Destacó, además, el vínculo directo de Cuba con el mar. «Ustedes tienen un sentido más fuerte del océano, de la cultura del océano. Mientras que China y su gente tienen una forma tradicional de pensar que somos de la tierra, no del mar. Así que deberíamos agrandar nuestro espectro del océano», reflexionó.
POESÍA, POETAS Y DIÁLOGO PARA UN MUNDO MEJOR
La poesía es idealista, considera Bei Ta, resaltando que la aspiración del poeta debe ser la de mejorar el mundo, buscando siempre lo más adecuado a los sentimientos y deseos humanos. «Ese es también el deber del poeta como un intelectual. Ser un idealista. Porque siempre deseamos que la sociedad se convierta en mejor y más adecuada a los deseos y sentimientos humanos», añadió.
Para Bei Ta, los poetas deben soñar un mundo mejor y crear obras que conecten más allá de las fronteras físicas y lingüísticas. Destacó que la poesía tiene el poder de suavizar las tensiones y promover el entendimiento mutuo. Por ello, los poetas tienen una responsabilidad importante en la creación de diálogos que permitan a las culturas comprenderse mejor.

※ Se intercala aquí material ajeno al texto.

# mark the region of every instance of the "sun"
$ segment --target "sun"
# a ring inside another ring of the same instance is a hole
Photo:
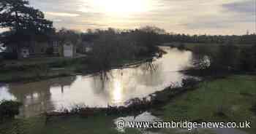
[[[149,7],[146,0],[94,0],[93,7],[108,14],[132,14],[146,12]]]

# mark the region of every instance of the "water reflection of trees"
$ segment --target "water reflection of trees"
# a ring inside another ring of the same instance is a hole
[[[161,68],[161,64],[157,62],[143,63],[140,67],[142,73],[137,76],[138,82],[146,86],[156,86],[162,84],[164,79],[162,76]]]
[[[51,100],[50,88],[59,87],[64,93],[64,87],[70,86],[75,76],[62,77],[22,84],[10,84],[9,92],[22,102],[21,116],[30,117],[40,112],[55,110]]]

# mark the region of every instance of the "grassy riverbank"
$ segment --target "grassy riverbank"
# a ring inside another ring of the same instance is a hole
[[[252,122],[252,128],[241,129],[249,134],[256,130],[256,76],[232,76],[225,79],[204,82],[199,87],[176,97],[162,108],[151,110],[153,114],[165,121],[189,120],[193,122]],[[18,119],[0,125],[0,133],[118,133],[115,129],[117,115],[97,115],[53,117],[46,125],[45,117]],[[174,130],[154,130],[164,134],[176,133]],[[125,133],[140,133],[128,130]],[[214,133],[207,130],[199,133]]]
[[[165,121],[252,122],[256,131],[256,76],[232,76],[205,82],[195,90],[172,100],[161,111],[154,111]]]

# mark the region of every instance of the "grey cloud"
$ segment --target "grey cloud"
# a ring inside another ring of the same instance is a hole
[[[245,0],[244,1],[222,4],[227,10],[237,12],[255,12],[255,0]]]

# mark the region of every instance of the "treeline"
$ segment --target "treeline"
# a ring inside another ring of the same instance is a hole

«La poesía es el vehículo para contener la civilización, todos los grandes tesoros de las diferentes culturas. Cuando una persona lee un poema extranjero, puede sentir, puede aprender qué tipo de civilización es o puede vislumbrar diferentes civilizaciones», afirmó Bei Ta.
En ese camino, traducir poemas de otros países no es solo un ejercicio literario, sino una forma para acercar culturas. «Es una vía para que conozcamos más sobre otras personas y culturas, especialmente sobre sus sentimientos más profundos. Sin la poesía no creo que las personas puedan comprenderlos profundamente. La gente puede obtener mucho uno del otro, corazón con corazón».

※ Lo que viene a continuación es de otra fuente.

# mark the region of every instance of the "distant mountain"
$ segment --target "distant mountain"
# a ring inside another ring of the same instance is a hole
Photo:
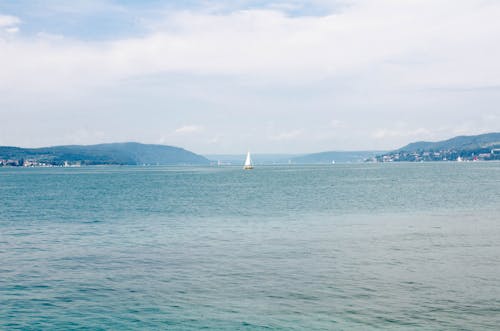
[[[500,132],[485,133],[476,136],[458,136],[437,142],[419,141],[401,147],[398,151],[472,150],[492,146],[500,146]]]
[[[292,163],[298,164],[327,164],[332,163],[355,163],[363,162],[368,158],[383,153],[381,151],[330,151],[307,154],[292,158]]]
[[[458,136],[437,142],[419,141],[378,155],[375,160],[378,162],[500,160],[500,133]]]
[[[183,148],[166,145],[147,145],[134,142],[99,145],[68,145],[42,148],[1,147],[0,160],[3,163],[24,161],[34,165],[202,165],[209,164],[205,157]]]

La traducción es, por tanto, una forma esencial de acercar emocionalmente a los pueblos y permitir que cada cultura acceda al mundo interior de la otra.
Resulta motivo de alegría constatar que, sin importar cuántas millas existan, la poesía sigue siendo uno de los más poderosos vehículos para la comprensión y la empatía entre diferentes culturas.
Al mismo tiempo, nos recuerda que nos unen sentimientos y sueños compartidos, que pasan a ser lenguajes universales de los pueblos. Este diálogo constante, que permite la comprensión, se convierte en un puente y en una invitación a cruzar fronteras reales o imaginarias.
En Cuba, en China y en el mundo, la poesía es expresión de ideas, sentimientos y culturas, al mismo tiempo que continúa construyendo espacios para las experiencias y los sueños.